The topic was not on the work session agenda. However, Stephens' comments were expected after the Williamson Herald reported the change in policy last week. Police Chief David Rahinsky told the Herald last week that the change in policy was brought about largely by increased demand of its resources.

“We were not able to provide funeral homes sufficient coverage,” he said at the meeting. “We thought this policy would provide us the ability to do so.”

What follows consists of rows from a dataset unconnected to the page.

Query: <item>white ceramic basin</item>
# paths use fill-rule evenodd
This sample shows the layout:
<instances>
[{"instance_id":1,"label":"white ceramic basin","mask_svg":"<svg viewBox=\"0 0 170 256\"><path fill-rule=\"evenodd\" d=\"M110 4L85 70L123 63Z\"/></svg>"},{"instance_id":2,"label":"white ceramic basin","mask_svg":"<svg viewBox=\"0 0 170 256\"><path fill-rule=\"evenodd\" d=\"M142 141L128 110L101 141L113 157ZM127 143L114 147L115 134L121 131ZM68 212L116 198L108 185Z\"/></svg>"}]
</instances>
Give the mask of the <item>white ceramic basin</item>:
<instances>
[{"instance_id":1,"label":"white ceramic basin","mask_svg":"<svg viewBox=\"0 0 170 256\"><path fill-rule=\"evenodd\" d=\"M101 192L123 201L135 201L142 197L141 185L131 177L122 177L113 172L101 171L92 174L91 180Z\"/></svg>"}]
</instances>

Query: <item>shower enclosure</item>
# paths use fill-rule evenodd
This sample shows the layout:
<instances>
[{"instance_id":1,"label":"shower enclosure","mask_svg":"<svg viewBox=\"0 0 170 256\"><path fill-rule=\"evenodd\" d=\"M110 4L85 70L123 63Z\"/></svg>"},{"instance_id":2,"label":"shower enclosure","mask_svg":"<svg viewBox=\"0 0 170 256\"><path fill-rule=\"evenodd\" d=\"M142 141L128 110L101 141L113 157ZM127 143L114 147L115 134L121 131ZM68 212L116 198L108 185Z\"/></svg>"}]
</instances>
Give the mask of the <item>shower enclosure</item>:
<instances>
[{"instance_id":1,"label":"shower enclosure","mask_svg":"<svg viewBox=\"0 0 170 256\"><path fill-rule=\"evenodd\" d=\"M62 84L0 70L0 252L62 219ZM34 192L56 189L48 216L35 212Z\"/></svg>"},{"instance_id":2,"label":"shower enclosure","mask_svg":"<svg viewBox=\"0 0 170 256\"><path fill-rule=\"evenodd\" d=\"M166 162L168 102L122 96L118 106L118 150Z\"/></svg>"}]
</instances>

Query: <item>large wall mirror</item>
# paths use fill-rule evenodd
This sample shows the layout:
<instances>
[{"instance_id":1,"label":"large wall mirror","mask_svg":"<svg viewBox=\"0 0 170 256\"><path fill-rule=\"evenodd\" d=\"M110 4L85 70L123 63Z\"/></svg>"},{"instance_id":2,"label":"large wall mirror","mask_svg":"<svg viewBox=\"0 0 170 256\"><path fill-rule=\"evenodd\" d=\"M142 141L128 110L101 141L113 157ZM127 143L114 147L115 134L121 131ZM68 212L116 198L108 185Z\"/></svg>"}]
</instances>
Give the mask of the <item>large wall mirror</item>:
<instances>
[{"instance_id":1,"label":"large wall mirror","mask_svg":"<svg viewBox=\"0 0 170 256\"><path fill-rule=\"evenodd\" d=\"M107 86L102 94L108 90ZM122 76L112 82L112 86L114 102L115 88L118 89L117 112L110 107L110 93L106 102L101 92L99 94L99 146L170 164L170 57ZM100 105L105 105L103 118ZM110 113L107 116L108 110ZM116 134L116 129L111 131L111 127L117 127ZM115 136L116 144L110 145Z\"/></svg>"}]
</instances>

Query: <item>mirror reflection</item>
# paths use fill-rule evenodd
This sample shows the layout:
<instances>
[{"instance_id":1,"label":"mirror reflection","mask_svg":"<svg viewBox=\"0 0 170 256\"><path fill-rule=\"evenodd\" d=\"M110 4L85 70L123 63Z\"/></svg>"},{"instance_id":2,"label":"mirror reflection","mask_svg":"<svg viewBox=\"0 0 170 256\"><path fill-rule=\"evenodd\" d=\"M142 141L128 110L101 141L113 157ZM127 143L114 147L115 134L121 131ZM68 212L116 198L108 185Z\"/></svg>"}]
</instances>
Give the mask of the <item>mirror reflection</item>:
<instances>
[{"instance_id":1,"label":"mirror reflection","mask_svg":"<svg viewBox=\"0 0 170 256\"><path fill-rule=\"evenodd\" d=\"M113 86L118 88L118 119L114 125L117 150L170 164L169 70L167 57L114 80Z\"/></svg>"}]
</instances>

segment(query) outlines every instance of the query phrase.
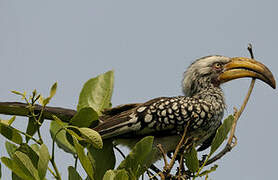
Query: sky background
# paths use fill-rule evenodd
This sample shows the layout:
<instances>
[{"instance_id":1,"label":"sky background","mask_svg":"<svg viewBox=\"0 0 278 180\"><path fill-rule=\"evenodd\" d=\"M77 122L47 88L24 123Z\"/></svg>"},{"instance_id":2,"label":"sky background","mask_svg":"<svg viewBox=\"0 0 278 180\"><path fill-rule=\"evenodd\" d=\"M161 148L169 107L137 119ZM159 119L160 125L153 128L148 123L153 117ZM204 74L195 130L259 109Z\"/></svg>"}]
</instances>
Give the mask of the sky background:
<instances>
[{"instance_id":1,"label":"sky background","mask_svg":"<svg viewBox=\"0 0 278 180\"><path fill-rule=\"evenodd\" d=\"M277 8L275 0L0 0L0 100L20 101L10 90L36 88L47 96L58 81L50 105L75 109L83 83L111 69L113 106L177 96L182 74L195 59L249 57L248 43L277 79ZM242 103L249 82L223 85L226 114ZM236 130L238 145L217 161L211 179L277 178L277 107L277 90L256 81ZM24 129L26 118L15 125ZM43 133L50 148L48 126ZM7 156L4 142L1 137L0 156ZM73 158L57 155L67 179ZM2 174L11 179L3 165Z\"/></svg>"}]
</instances>

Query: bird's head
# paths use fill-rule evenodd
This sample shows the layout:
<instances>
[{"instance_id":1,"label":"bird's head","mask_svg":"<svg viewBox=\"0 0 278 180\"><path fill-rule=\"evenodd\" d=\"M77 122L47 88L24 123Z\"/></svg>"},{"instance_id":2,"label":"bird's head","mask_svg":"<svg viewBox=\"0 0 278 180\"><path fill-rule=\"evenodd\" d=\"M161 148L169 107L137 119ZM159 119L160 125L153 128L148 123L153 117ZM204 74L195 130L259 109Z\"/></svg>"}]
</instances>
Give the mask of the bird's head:
<instances>
[{"instance_id":1,"label":"bird's head","mask_svg":"<svg viewBox=\"0 0 278 180\"><path fill-rule=\"evenodd\" d=\"M183 92L192 96L204 88L219 87L243 77L258 78L276 88L272 73L262 63L249 58L214 55L197 59L188 67L182 81Z\"/></svg>"}]
</instances>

Rahinsky said charging the funeral homes is similar to the department's policy that churches that desire traffic assistance from the city hire off-duty officers. He also said that Tennessee laws allow for funeral homes to provide escort service for their clients. However, At-large Alderman Brandy Blanton the police should provide escorts for funerals as part of its duty “to protect and serve,” and raised concern that the police department implemented the policy on its own.

“We have not been given an opportunity for public input,” she said.

Representatives from Franklin's four funeral homes are scheduled to meet with Mayor Ken Moore, Rahinsky, and City Administrator Eric Stuckey Friday to discuss the policy.

Banning sidewalk sales to motorists

After listening to several people denounce Ordinance 2012-60 during the citizen comment portion of the work session, BOMA voted to approve a ban on financial transactions between pedestrians and persons in vehicles. However, out of concern that it had not provided an official public hearing on the matter, BOMA voted to host a public comment session at its next regular meeting, Jan. 8, 2013. Among others, the measure would notably affect salespersons of The Contributor newspaper, who are either homeless or recently homeless.

Simmons Ridge delays

Jay Franks, the developer of Simmons Ridge subdivision, requested a deferral for the resolution that would revise its plan for a proposed residential development off South Carothers Parkway to include 408 units. The subdivision was originally approved in 2003 for 156 detached units on 89 acres. BOMA approved a revision in 2010 that would allow 240 detached units. However, due to zoning requirements, that number was reduced to 222 units. The Planning Commission unfavorably recommended the newest resolution with a 4-3 vote. This is the second consecutive BOMA meeting in which the developer requested a deferral of the measure.